Figure 4 shows the obtained orbit plots for all four bearing conditions at various speeds. As can be seen, the shapes of the orbit plots change with the condition of the bearing as well as the rotational speed of the shaft. This observation suggests that diagnostics of bearings could be performed by characterizing the rotation profile of the shaft.

One quick observation from Fig. 4 is that the orbit plots tend to get more circular as the rotational speed increases. This transition demonstrates that the vibration of the shaft moves from the multiperiodic domain to the periodic domain, which can lead to loss of frequency information. This stems from the fact that at higher speeds, the flexibility of the shaft will dominate in proximity probe signals and mask frequencies coming from other sources including the bearings. In other words, the variation of the shape of the orbit plots with respect to the bearing condition at higher speeds, e.g., 3000 rpm becomes less significant, which could possibly lead to a less accurate diagnosis.

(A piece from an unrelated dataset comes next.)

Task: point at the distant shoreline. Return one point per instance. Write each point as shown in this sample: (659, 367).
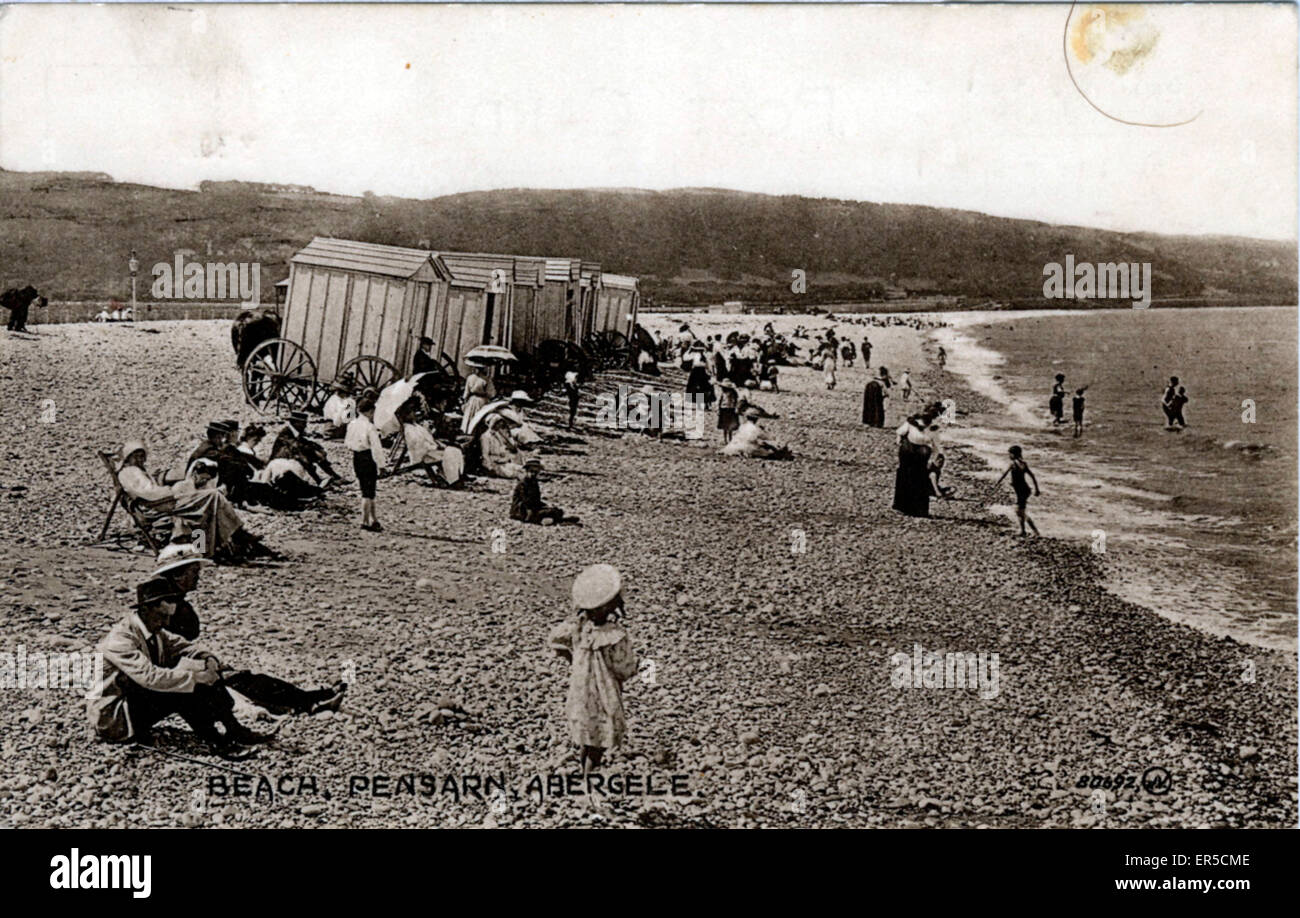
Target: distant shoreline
(904, 307)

As shown in earlier contributions by the authors [24,25], the phase plot topology has a definitive relationship to the density curve of the corresponding states. Every loop in the orbit will produce two peaks in the density plot due to the higher concentration of data points at the returning points (local minimum and maximum of signals). As a result, a periodic motion, which is characterized by a circular or oval phase plot orbit, will have two peaks in the density plots of the corresponding axes. Similarly, extra harmonics in the response will produce additional loops or distortions in the orbits, which will result in the creation of additional peaks in the density plots. The properties of these peaks such as the location, height, and sharpness can characterize the response and can be used as features for diagnostics.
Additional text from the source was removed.